- Ampere partners with Basquevolt in a Joint Development Agreement (JDA) to fast-track lithium metal-based battery technology for Pre-A Sample EV requirements.
- Objective: to meet the requirements of Pre-A Sample prototypes for electric vehicles.
- Lithium metal-based battery represents a major technological leap in terms of energy density, compared to current lithium-ion batteries with liquid electrolyte
Ampere, the EV and software pure player from Renault Group, has entered into a Joint Development Agreement with Basquevolt, to accelerate the development and validation of Lithium metal-based batteries for future electric vehicles.
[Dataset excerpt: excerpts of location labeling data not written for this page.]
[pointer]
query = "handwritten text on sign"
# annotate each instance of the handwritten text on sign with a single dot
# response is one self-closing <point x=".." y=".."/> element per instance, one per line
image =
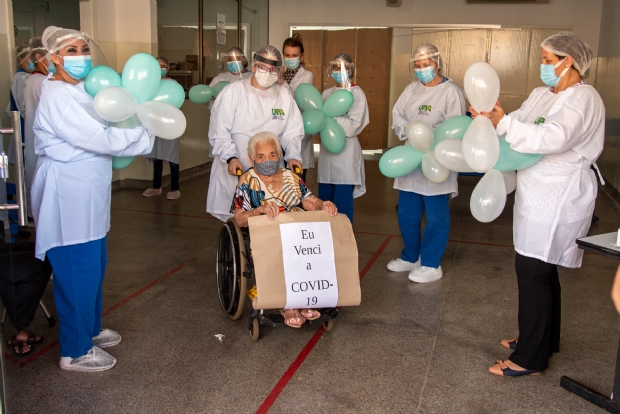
<point x="309" y="265"/>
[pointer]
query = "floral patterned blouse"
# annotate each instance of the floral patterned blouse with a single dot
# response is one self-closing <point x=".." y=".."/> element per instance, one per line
<point x="252" y="193"/>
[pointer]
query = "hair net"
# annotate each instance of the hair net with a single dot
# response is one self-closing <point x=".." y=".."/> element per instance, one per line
<point x="428" y="51"/>
<point x="567" y="44"/>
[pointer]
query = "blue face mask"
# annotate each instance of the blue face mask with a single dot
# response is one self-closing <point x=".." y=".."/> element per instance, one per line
<point x="425" y="75"/>
<point x="548" y="76"/>
<point x="77" y="66"/>
<point x="292" y="63"/>
<point x="235" y="67"/>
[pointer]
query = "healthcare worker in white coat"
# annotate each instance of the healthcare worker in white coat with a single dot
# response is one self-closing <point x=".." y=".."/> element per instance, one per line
<point x="241" y="110"/>
<point x="554" y="202"/>
<point x="294" y="75"/>
<point x="71" y="196"/>
<point x="431" y="100"/>
<point x="165" y="150"/>
<point x="341" y="176"/>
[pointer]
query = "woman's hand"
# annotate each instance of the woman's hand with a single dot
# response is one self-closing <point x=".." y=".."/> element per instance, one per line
<point x="495" y="115"/>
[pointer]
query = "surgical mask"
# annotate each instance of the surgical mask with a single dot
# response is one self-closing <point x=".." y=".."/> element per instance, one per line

Basquevolt’s lithium metal-based battery technology offers a transformative leap in energy density compared to today’s liquid-electrolyte lithium-ion batteries. By combining the advantages of polymer electrolyte with advanced anode, the technology has the potential to enable compact, lightweight battery packs with superior thermal stability and fast-charging capabilities, key attributes for the next generation of electric mobility.
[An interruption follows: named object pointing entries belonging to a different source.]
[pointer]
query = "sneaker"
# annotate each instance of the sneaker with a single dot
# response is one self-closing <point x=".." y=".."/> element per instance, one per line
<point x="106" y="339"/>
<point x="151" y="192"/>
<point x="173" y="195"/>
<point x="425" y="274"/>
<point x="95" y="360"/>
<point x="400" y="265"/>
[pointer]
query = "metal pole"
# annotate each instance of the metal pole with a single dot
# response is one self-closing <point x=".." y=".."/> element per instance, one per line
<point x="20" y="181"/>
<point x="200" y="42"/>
This collaboration underscores the importance of strategic partnerships in driving battery innovation, combining cutting-edge science with scalable engineering and cost efficiency. Together, Ampere and Basquevolt aim to pave the way for the commercial deployment of lithium metal-based battery technology in electric vehicles.
“Entering this next phase with Ampere marks a major milestone in our mission to bring polymer electrolyte technology closer to the mass market,” explains Pablo Fernández, CEO of Basquevolt.
“Together, we are focused on validating performance in real-world automotive conditions and accelerating the transition to next-gen EV batteries that meet the evolving needs of our customers,” adds Nicolas Racquet, VP Vehicle & Powertrain Engineering, Ampere.
After more than twelve months of collaboration, Basquevolt is already demonstrating that its technology can achieve very high energy density while significantly reducing the overall battery pack costs. Thanks to its polymer electrolyte, battery cells can be produced through a simpler and more efficient manufacturing process. This competitive advantage will result in approximately 30% lower capital investment per GWh in a conventional gigafactory and 30% less energy used per kWh produced.